- Born: Shreveport, Louisiana, United States
- Education: Louisiana State University New Mexico State University Alamogordo
- Police career
- Department: Beaver Falls Police Department Shreveport Police Department Caddo Parish District Attorney's Office Grambling State University Police Department
- Service years: 1994-1999 1999-2016 2016-2018 2022-present
- Other work: TV host, narrator, writer
- Allegiance: United States
- Branch: United States Navy
- Conflicts: Gulf War

= Rodney Demery =

American police chief, author, TV host and former homicide detective

Rodney Demery is an American author, TV host and former homicide detective, currently serving as the chief of the Grambling State University Police Department. He is best known for his role as the TV host and narrator on the Murder Chose Me TV series which airs on Investigation Discovery since 2017.

==Career==
Rodney Demery is a veteran of the United States Navy. He served in both Operation Desert Storm and Operation Desert Shield.

Upon leaving the Navy, he served as an officer with, and then the chief of, the Beaver Falls Police Department in Beaver Falls, Pennsylvania. In 1999, he resigned from the Beaver Falls Police Department to join the Shreveport Police Department. In 2001, he was assigned to the Department's violent crimes unit as a homicide detective. During his career with the Shreveport Police, he worked on over 250 homicide cases. In a 2016 interview with KTBS 3, Demery said his achievement in solving homicide cases resulted from personal encounters with violent homicides, referring to his mother's murder and his brother Patrick's conviction for homicide. He understood both the bereaved families and the suspects.

Demery is S.W.A.T. certified and a hostage negotiator as well as having experience in undercover work. As a homicide detective, Rodney Demery looked into his mother's homicide case. He tracked down her killer, his stepfather, and found him in bad health.

Demery worked as a homicide investigator for the Caddo Parish District Attorney's Office until July 2018, when he resigned to focus on television and film projects. However, on May 27, 2022, Demery was hired by Grambling State University as its new chief of university police.

===Politics===
In 2018, the Shreveport Times reported he considered running for Shreveport Mayor. In July 2018, Demery denied interest in local politics. He confirmed a desire to become the chief of Shreveport Police, with multiple 2018 mayoral candidates approaching him for the position if elected. In 2018, Rodney Demery endorsed Lee O. Savage for Mayor, who lost the election to Adrian Perkins.

===Film===
Rodney is the narrator of Investigation Discovery's 2017 crime drama Murder Chose Me, in which he narrates the show in the first person.

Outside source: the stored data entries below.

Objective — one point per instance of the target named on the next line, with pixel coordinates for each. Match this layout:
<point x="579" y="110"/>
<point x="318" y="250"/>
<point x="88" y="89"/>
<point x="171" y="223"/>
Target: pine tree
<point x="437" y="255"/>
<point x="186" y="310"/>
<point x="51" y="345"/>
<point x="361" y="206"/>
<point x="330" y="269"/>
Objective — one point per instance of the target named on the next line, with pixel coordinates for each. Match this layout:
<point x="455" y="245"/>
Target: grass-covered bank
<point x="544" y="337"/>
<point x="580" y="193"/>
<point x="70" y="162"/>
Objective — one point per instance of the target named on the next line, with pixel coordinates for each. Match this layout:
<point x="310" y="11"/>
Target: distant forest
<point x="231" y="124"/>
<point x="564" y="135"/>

The crime TV show is based on detective Demery's work at the Shreveport Police homicide unit. It highlights the homicide cases he worked on during the 14 years he was active. The show was renewed for a second season on May 19, 2017. Murder Chose Me was renewed for the third season on November 8, 2018 and premiered in June 2019.

===Books===
Rodney Demery has written two books on Amazon Kindle. His 2011 title, Things My Daughters Need to Know: A Cop and Father's View of Sex, Relationships and Happiness was an Amazon Bestseller when it was released. Demery released his second book, No Place for Race: Why We Need to Address Economic and Social Factors That Are Crushing Us Every Day, in October 2013. The book appeared on the 10 Best Black Books of 2013 list published annually by literary critic Kam Williams. It has also been featured and reviewed on multiple news outlets throughout the United States.